The European Union’s raison d’être is to enhance Member States capacity to be efficient and capable actors, delivering functioning policies and opening up the full potential of the EU’s collective strength. This has been the integration process’ leitmotiv from the start. In an interconnected world undergoing profound changes, with the certainties of yesterday becoming the liabilities of tomorrow many politicians, and, most of all, voters see the future of our European edifice closely linked to the problem-solving abilities of the EU.

In the area of security and defence the EU and its Member States have not been sufficiently committed for far too long. The world has, regrettably, changed in ways which many of us would not have thought imaginable only a few years ago. It has become a much more dangerous and volatile place. Systemic competition is back on the menu. We are faced with hybrid war tactics, and much worse, on a daily basis. The time when the EU could be content to focus mainly on its role as a civilian power and to go for the easy policy choices is over. The holidays from history are over.

The EU’s progress in the area of security and defence, achieved since the European Council of December 2013 and the endorsement of the EU’s Global Strategy has been staggering. More has been achieved during these years than inov many decades before. But let’s face it: much more still needs to be achieved in the coming years in order to make the EU as relevant in security and defence matters as the rapidly changing international environment requires.

In many ways the European Parliament and its Subcommittee on Security and Defence (SEDE) have been the heralds of the developments we can now finally see picking up in the EU’s security and defence policy. Since the entry into force of the Lisbon Treaty SEDE has been constantly hammering on the other EU institutions’ doors urging them to make use of the Treaty’s full potential. In this context, SEDE has always been supportive of the European Defence Agency (EDA), its role in the field of defence capability development and its institutional function.

The pilot project on EU defence research of 2014 was the precursor for a dynamic development that led to the European Defence Fund. Parliament, as budgetary authority of the EU, took the lead and gave the green light to use EU funds in the area of defence. This was a real paradigm shift!

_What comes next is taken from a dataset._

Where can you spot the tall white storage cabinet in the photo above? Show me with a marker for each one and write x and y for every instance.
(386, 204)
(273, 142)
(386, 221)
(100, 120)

The EU’s progress in the area of security and defence, achieved since the European Council of December 2013 and the endorsement of the EU’s Global Strategy has been staggering

Since then we have seen a plethora of activities and actions aiming at strengthening the defence capabilities of the EU Member States. PESCO, for which the third wave of projects has just been endorsed, the CDP and CARD, EDIDP and, hopefully soon, the EDF are the core building blocks of a complex process the likes of which we have never seen before within the EU context. The manner in which these different but complementary elements connect with each other and create the desired synergies will be crucial to the success of the overall policy. There will be trial and error, for sure. This is part of any newly emerging policy. Adaptations and course corrections will be necessary. However, failure is not an option! Too much is at stake. If the EU and its Member States want to remain relevant in international security and defence matters, if we want to shape our destiny instead of being shaped by others, we must maintain technological sovereignty as the foundation of a vivid technological and defence industrial base which ultimately is the key for strategic autonomy.

Therefore, Parliament and in particular SEDE, will very closely follow and scrutinise the implementation of the agreed measures in the coming years. For that, we will cooperate with the other relevant committees in Parliament and with all EU actors concerned. This will be one of our main priorities for the new legislative term. We will encourage progress as much as we can, but we will also clearly point at all those actions, which fail to deliver the envisaged results. We will use, in a constructive manner, all instruments at our disposal, political, procedural and budgetary to ensure that taxpayers’ money is spent the way it should.

However, we cannot simply limit ourselves to be content with the implementation of the agreed measures, as important as this is. We need to systematically develop the EU’s security and defence policy further so that we come closer to the goal of establishing a European Defence Union. In this perspective the EDF will be only the first, though important step, towards a fully-fledged EU security and defence policy.

Progress in the EU security and defence policy should be pragmatic and incremental. That is what many interlocutors keep telling the European Parliament. It has worked very well during the last three years or so. So, let us continue and not rock the boat. Really? Parliament has taken a quite different view during the previous legislature. It has demanded, on several occasions, to create a European defence Whitebook.

Developing defence capabilities without having a strategic understanding of what these capabilities are good for, what they will be used for, what our priorities are, is risky, even dangerous. This is where we stand today. Just take a look at the latest report of the European Court of Auditors.

In the EU we cannot escape a serious reflection about our future security and defence strategy. If we fail to put our EU defence efforts into the perspective of a strategy worthy of its name we will ultimately fail to deliver the results we need and which citizens are looking for. Therefore, strategy will be a key priority of my work as chair of SEDE.

Everybody – EDA, the new Commission with its DG Defence Industry and Space and the other relevant EU actors – needs to think strategically. There is no time to lose.